2-Dosya içerisindeki bilgi ve belgelere, mahkeme kararının gerekçesinde dayanılan delillerin tartışılıp değerlendirilmesinde, özellikle oluşa uygun olarak düzenlenen uzman bilirkişi raporunda belirtilen kusur oranının hükme esas alınmasında, ayrıca manevi tazminatın takdirinde 6098 sayılı Türk Borçlar Kanunu’nun 56. maddesindeki (eski BK 47) özel haller dikkate alınarak hak ve nesafet kuralları çerçevesinde karar verilmesinde bir usulsüzlük bulunmamasına göre, davalı idare vekilinin yerinde görülmeyen tüm temyiz itirazlarının reddine karar vermek gerekmiştir.
3-Davalı sigorta şirketi vekilinin temyiz itirazlarının incelenmesine gelince;
Dava, trafik kazasından kaynaklanan destekten yoksun kalma tazminatı ve manevi tazminat istemine ilişkindir. Davacılar vekili istemini sigorta poliçesinde manevi teminatı bulunmayan davalı sigorta şirketi yönünden maddi tazminatla açıkça sınırlandırmış olup, başka bir anlatımla, bu davalılara yönelik manevi tazminat isteminde bulunmamış, mahkemece de, manevi tazminat bakımından davalı sigorta şirketi sorumlu tutulmamış fakat davalı sigorta şirketi kabul edilen manevi tazminat için vekalet ücreti ve harçtan sorumlu tutulmuştur. Davalı sigorta şirketinin manevi tazminat bakımından vekalet ücreti ve harçtan sorumlu tutulmaması gerekirken sorumlu tutulması doğru görülmemiş ise de, bu yanılgının giderilmesi yargılamanın tekrarının gerektirmediğinden, kararın 6100 sayılı HMK.nun geçici 3/2 maddesi delaletiyle 1086 sayılı HUMK.nun 438/7 maddesi uyarınca düzeltilerek onanması gerekmiştir.
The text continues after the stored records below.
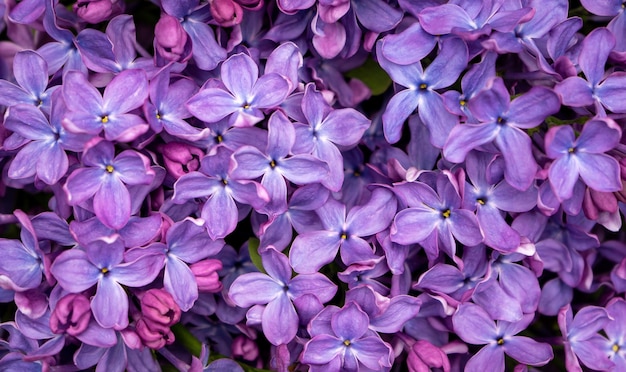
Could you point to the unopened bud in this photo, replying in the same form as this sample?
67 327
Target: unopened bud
159 306
71 315
226 13
206 275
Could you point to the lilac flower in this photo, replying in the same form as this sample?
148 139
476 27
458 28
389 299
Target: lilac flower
214 180
276 166
581 339
327 129
31 74
421 93
101 263
278 289
605 91
45 155
474 326
243 95
502 122
105 177
346 343
91 113
343 232
434 220
583 156
186 242
23 262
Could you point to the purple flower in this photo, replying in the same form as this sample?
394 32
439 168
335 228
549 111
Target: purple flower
278 289
45 155
346 343
502 121
605 91
343 232
421 93
91 113
473 325
583 156
101 263
243 95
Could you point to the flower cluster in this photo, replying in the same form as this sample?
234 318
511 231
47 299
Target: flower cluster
301 185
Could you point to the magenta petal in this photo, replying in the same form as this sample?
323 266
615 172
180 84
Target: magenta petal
280 321
111 202
110 304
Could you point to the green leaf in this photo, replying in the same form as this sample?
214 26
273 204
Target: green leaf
255 257
372 75
188 340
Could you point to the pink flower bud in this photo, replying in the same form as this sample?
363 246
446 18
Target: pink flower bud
152 334
170 39
71 315
226 13
206 275
159 306
245 348
181 158
96 11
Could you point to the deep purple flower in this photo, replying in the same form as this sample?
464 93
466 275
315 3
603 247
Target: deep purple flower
346 343
243 95
278 289
101 263
584 156
105 177
89 112
474 326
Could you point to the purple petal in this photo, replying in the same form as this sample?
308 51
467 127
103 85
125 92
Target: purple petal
222 105
473 325
465 137
599 171
531 109
381 204
350 323
528 351
239 73
413 225
110 304
74 272
180 282
269 91
520 165
30 72
254 288
595 51
312 250
575 91
280 321
611 93
111 203
401 105
127 91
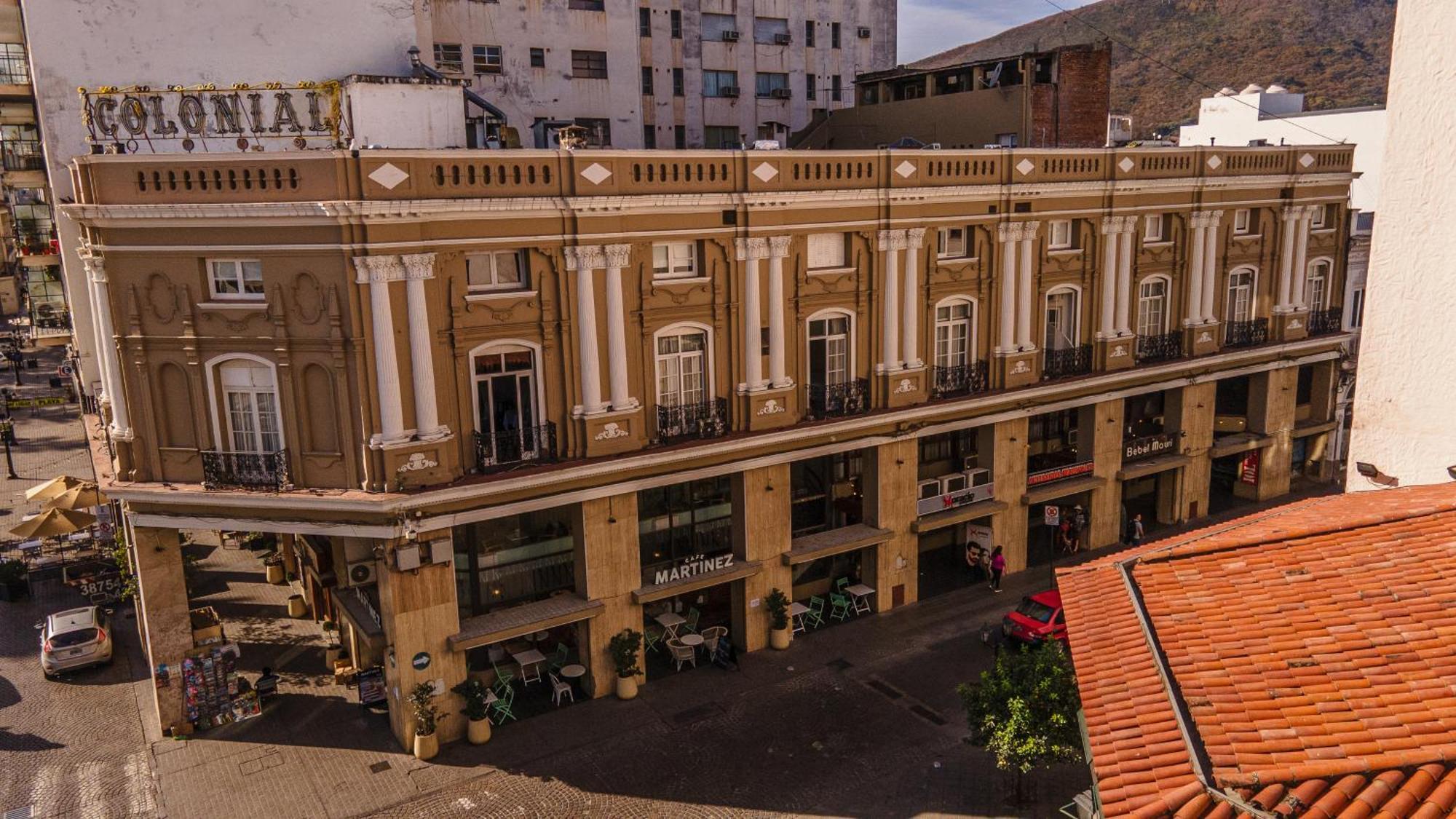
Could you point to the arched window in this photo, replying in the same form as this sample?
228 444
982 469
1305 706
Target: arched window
1152 306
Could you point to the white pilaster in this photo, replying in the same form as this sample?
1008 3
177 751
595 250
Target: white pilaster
586 260
419 267
890 245
778 251
378 273
617 330
749 253
911 301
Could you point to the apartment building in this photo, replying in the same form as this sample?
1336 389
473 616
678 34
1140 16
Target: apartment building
483 395
660 74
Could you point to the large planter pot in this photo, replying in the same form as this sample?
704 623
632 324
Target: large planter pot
427 746
478 732
780 638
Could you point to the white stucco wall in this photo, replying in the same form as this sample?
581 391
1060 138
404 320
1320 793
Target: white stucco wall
1406 392
203 41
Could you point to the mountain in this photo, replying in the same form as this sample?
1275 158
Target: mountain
1336 52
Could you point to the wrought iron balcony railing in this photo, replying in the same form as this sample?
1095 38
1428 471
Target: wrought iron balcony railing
510 448
689 422
1247 334
1068 362
960 379
1163 347
1323 323
838 400
245 470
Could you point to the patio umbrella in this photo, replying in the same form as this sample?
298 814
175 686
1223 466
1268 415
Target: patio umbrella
53 522
55 487
84 496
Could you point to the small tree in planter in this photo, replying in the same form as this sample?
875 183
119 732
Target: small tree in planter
624 649
423 701
778 605
477 711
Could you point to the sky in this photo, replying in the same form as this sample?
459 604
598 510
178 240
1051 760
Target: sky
928 27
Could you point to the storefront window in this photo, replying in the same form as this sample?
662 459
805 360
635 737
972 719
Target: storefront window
685 529
513 560
828 493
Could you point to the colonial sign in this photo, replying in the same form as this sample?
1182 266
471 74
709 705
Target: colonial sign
692 566
266 117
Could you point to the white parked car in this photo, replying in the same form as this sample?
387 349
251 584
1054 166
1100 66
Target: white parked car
75 638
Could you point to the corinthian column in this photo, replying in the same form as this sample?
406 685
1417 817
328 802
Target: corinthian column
378 273
419 267
778 251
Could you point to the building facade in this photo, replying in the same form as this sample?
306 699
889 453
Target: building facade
494 394
660 74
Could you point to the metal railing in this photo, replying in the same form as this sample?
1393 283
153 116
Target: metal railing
960 379
688 422
838 400
509 448
1068 362
245 470
1163 347
1247 334
1323 323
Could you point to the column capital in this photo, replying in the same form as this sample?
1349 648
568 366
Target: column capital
618 256
419 266
752 248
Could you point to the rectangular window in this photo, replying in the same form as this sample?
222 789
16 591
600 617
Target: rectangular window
589 65
487 59
950 242
675 260
237 279
449 58
828 250
502 270
720 84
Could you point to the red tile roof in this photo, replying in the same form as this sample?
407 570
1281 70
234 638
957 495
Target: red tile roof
1304 657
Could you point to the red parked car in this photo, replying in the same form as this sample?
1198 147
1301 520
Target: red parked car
1037 618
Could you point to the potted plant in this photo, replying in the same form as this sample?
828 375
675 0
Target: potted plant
478 727
624 649
423 700
778 605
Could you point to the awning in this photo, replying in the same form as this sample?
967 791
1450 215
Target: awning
834 542
518 621
1150 465
737 571
1062 488
959 515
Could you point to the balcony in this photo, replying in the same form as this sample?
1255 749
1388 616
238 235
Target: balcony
960 379
1247 334
507 449
838 400
1069 362
1164 347
692 422
267 471
1324 323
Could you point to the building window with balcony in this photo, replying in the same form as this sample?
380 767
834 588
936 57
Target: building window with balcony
507 407
237 279
502 270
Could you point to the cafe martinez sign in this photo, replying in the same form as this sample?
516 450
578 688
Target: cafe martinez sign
241 117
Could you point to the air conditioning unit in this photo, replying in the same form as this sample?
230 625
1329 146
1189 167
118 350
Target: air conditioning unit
360 573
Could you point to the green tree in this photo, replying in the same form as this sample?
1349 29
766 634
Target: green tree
1026 710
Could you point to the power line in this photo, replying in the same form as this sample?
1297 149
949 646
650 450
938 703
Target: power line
1190 78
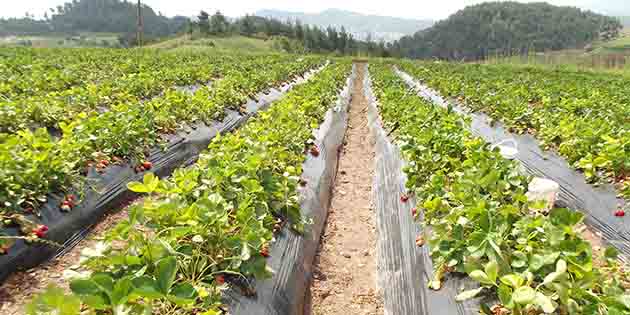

SONUÇ: Yukarıda (1) nolu bentte açıklanan nedenlerle davalı idare vekilinin davacı … lehine hükmedilen maddi tazminata ilişkin temyiz dilekçesinin miktar bakımından reddine, (2) nolu bentte açıklanan nedenlerle davalı idare
vekilinin tüm temyiz itirazlarının reddine, (3) nolu bentte açıklanan nedenlerle davalı sigorta şirketi vekilinin temyiz itirazlarının kabulü ile hüküm fıkrasının 2. bendinde yer alan “-Hüküm altına alınan manevi tazminat yönünden hesaplanan 1.844,37 TL harç ile maddi tazminatın kabul edilen bölümü yönünden alınması gereken 34,15 TL harç olmak üzere toplam 1.878,52 TL harçtan, peşin alınan 181,20 TL harcın mahsubuyla bakiye 1.697,32 TL harcın davalı Hür Sigorta A.Ş.’den alınarak,hazineye irad kaydedilmesine,” ibaresinin hükümden çıkarılmasına, yerine “2-a) Davalı İçişleri Bakanlığı harçtan muaf olduğundan karar ve ilam harcı alınmasına yer olmadığına,
2-b) Maddi tazminatın kabul edilen kısmı yönünden alınması gereken 34,15 TL’nin davalı Hür Sigorta A.Ş’den alınmasına,
2-c) Maddi tazminatın kabul edilen kısmı yönünden alınması gereken 34,15 TL harçtan başta peşin alınan 181,20 TL harcın mahsubu ile fazladan alınan 146,95 TL’nin davacı tarafa talebi halinde iadesine,” ibaresinin eklenmesine; hüküm fıkrasının 4. bendinde yer alan “maddi tazminat bölümü üzerinden hesap edilen 500,00 TL nispi vekalet ücreti” ibaresinden hemen sonra gelmek üzere “davalılardan müştereken ve mütesesilen tahsiline” ibaresinin eklenmesine ve aynı bentte yer alan “nispi vekalet ücreti olmak üzere toplam 3.740,00 TL” ibaresinin hükümden çıkarılmasına, 4. bendin sonunda yer alan “davalılardan müştereken ve müteselsilen alınmasına” ibaresinin hükümden çıkarılmasına ve yerine “davalı Hür Sigorta A.Ş’den alınmasına” ve hükmün bu şekli ile DÜZELTİLEREK ONANMASINA, aşağıda dökümü yazılı 362,48 TL fazla alınan temyiz peşin harcın davalı Hür Sigorta A.Ş’ye geri verilmesine, 30/05/2018 gününde oybirliğiyle karar verildi.